Ministerie van Onderwijs, Cultuur en Wetenschap
De Voorzitter van de Tweede Kamer der Staten-Generaal
Postbus 20018
2500 EA DEN HAAG
Den Haag Ons kenmerk
11 maart 2008 VO/B&B/08/7270
Onderwerp
Reactie op vragen uit eerste termijn van de plenaire
behandeling van wetsvoorstel "gratis lesmateriaal"

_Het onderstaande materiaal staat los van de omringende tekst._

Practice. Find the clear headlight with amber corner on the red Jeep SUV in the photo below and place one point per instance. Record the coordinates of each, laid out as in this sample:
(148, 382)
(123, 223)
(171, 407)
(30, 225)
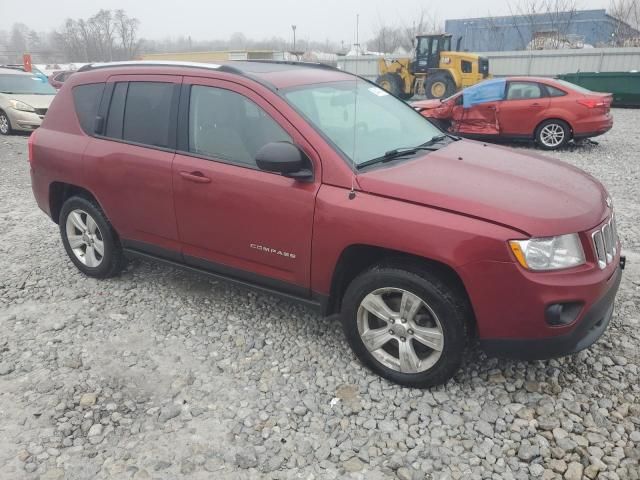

Vorige week heeft uw Kamer het Voorstel van wet houdende wijziging van diverse onderwijswetten in
verband met het door de scholen om niet ter beschikking stellen van lesmateriaal aan de leerlingen in
het voortgezet onderwijs (31 325) in eerste termijn behandeld.
Met dit wetsvoorstel beoogt het kabinet de kosten voor ouders met schoolgaande kinderen
aanmerkelijk te verlagen. Tegelijkertijd wordt een impuls gegeven om de schoolboekenmarkt beter te
laten functioneren: het bepalen en betalen wordt in één hand gebracht.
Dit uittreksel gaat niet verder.